Er bewegte meine Hüften mit seinen starken Händen, so ergab sich eine Reibung und ich fing ihn an zu spüren,

wie er wächst, wie groß das er ist.

Angst und Lust vermischten sich, ich konnte auch nicht mehr aufhören ihn zu küssen.

Er hörte plötzlich auf.

Sah mich an, und auf einmal waren wir in meinem Bett.

Er auf mir, er rieb seine beule an mir doch zog mich nicht aus.

Ein leises wimmern entwischte mir.

„Willst du immer noch das ich gehe?“ Fragte er mich mit einer rauer Stimme.

„Nein... Geh nicht.“ Stöhnte ich leise.

Er hörte auf, und sah mich belustigt an.

Seine Augen färbten sich rot.

Und dann biss er mir in den Hals, er trank mein Blut.

Ich riss meine Augen auf und wimmerte unter ihm, wärmendem er mein Blut trank, knöpfte er mir langsam meine Schorts auf.

Er glitt mit seiner Hand unter mein Höschen und berührte mich, er fing an zu lachen.

„So feucht... Ach, ach Sophia...“

Er zog seine Hand raus, schaute mich mit seinen roten Augen an, und leckte sich die Finger, und auf einmal war er weg.

Ich atmete schnell, mein Herz klopfte wie wild.

Habe ich mir das eingebildet? Ich schaute mich um, mein Bett Lacken war voller Blut.

Ich stand auf und ging langsam zum Bad, meine Hose war noch geöffnet, ich sah mich im Spiegel an.

Mein Make-up, war verschmiert, aus meiner Wunde am Hals tropfte Blut. Sie brannte wie verrückt.

Das war Real.

„Schieße Sophia, du bist nicht verrückt, das passiert alles wirklich.“

Ich konnte mich nicht beruhigen, ich ging zum Strand runter, es war drei Uhr morgens, der Mond schien wie immer grell über dem Himmel.

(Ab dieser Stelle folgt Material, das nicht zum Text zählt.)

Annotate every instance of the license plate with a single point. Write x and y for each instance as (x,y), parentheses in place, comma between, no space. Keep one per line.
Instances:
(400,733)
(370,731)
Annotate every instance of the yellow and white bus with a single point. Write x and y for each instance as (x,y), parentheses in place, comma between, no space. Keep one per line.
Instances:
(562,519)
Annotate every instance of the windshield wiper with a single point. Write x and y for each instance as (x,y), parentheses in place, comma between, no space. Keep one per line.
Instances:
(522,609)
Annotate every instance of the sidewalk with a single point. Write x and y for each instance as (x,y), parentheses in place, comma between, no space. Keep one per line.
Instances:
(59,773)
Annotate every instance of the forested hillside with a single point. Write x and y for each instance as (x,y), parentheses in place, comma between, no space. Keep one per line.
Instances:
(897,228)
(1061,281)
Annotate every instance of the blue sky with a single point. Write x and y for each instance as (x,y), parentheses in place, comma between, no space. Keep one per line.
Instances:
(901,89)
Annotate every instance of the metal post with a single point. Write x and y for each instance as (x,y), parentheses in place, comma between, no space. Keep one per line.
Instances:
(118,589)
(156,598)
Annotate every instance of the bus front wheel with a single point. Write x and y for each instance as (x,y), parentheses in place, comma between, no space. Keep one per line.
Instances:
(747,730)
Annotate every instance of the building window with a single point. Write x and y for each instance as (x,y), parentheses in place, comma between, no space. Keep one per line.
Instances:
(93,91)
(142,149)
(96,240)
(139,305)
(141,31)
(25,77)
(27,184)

Ich kämpfte mit meinen Gedanken. Was jetzt?

Ich musste mit jemanden darüber sprechen, ich konnte es nicht für mich behalten.

Ich entschloss mich Kosta anzurufen, aber was ist, wen dann diesem mysteriösen Mann was passiert?

Das wollte ich auch nicht. Ich ging wieder langsam die Treppe rauf, ich schloss alle Türen und Fenster.

Nicht, dass es ihn davon abhalten konnte in mein Häuschen rein zu kommen.

Doch so fühlte ich mich sicher... Wollte ich überhaupt sicher sein?